Esta tendência no mundo animal está repleta de perigo duplo. A longo prazo, estas bactérias resistentes podem espalhar-se às pessoas, causando infecções intratáveis ​​e difíceis de tratar. Mas mesmo agora, na indústria da carne, o uso rotineiro de antibióticos está a prejudicar a capacidade dos agricultores de criar animais e tratá-los caso fiquem doentes.

O problema não é universal. Os focos globais de resistência animal aos antibióticos encontram-se na China e na Índia, no Brasil e na Turquia, no Irão e no Quénia, bem como em várias outras economias emergentes – precisamente onde a crescente procura de carne está a alimentar enormes desenvolvimentos na pecuária à escala industrial.

Isto está de acordo com uma análise abrangente publicada hoje na revista Science, que foi o resultado de um esforço de quatro anos de uma equipa multinacional de investigadores para procurar mais de 900 estudos publicados entre 2000 e 2018. Ao longo dos anos, a proporção de bactérias que já não respondiam a muitos dos medicamentos utilizados para tratá-las triplicou. Essas bactérias foram obtidas de porcos e galinhas, os animais de corte mais importantes nos países em desenvolvimento.

“Todo mundo fala sobre resistência a antibióticos em humanos, mas ninguém fala sobre resistência a antibióticos em animais”, diz Ramanan Laxminarayan, diretor do Centro de Dinâmica, Economia e Política de Doenças em Washington e autor sênior do artigo.“No entanto, existem muito mais animais no planeta do que pessoas, e eles são essenciais para a subsistência em todo o mundo em desenvolvimento. Se não tratarmos os animais doentes, isso terá um enorme impacto na pobreza global.”

O problema surge de um uso comum e surpreendentemente pouco conhecido de antibióticos.
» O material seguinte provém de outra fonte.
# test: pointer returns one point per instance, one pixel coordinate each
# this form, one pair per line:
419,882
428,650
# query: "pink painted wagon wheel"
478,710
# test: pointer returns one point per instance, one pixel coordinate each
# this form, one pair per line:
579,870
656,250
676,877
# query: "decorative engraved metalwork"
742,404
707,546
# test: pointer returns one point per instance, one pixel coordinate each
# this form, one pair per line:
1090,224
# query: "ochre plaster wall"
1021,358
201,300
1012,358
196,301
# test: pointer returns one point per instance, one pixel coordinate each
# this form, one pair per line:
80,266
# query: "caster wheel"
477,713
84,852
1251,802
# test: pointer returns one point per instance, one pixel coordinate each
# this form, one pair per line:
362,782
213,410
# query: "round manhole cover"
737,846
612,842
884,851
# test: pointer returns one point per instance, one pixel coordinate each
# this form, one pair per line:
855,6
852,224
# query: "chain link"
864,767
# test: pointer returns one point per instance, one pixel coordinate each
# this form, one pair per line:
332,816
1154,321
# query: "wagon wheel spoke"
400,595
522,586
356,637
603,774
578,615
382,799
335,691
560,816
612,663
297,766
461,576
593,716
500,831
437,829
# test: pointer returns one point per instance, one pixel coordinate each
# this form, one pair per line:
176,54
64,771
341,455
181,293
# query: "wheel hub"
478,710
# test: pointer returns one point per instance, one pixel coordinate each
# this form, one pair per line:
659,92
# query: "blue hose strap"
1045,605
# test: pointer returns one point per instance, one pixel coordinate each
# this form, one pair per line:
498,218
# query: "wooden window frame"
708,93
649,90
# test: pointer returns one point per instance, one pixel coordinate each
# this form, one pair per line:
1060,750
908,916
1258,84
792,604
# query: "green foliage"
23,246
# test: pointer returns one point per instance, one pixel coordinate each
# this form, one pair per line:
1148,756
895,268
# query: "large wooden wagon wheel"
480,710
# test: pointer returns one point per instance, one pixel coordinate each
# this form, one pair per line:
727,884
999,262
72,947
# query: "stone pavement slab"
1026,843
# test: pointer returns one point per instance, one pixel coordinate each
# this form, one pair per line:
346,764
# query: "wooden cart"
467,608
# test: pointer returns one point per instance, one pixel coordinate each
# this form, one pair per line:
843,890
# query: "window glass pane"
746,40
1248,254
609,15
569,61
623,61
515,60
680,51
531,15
Antibióticos são adicionados à ração animal para acelerar seu crescimento e evitar que adoeçam em celeiros e confinamentos lotados. Talvez três quartos de todos os antibióticos dispensados ​​no mundo sejam utilizados desta forma – e isto está muito longe da forma como são utilizados nos seres humanos, onde o objectivo dos medicamentos é tratar infecções e não preveni-las.

Esse uso indiscriminado de antibióticos começou nos primeiros anos de existência da droga e tem sido criticado durante grande parte desse tempo. Esta prática é arriscada porque quando os antibióticos são usados, o mundo microbiano reage a eles com mutações protectoras que protegem as bactérias da morte. Isto também é preocupante porque bactérias encontradas em animais – Salmonella, Campylobacter, E. coli – causam doenças em humanos. Se um medicamento perder a sua eficácia nas explorações agrícolas, não irá curar uma infecção humana.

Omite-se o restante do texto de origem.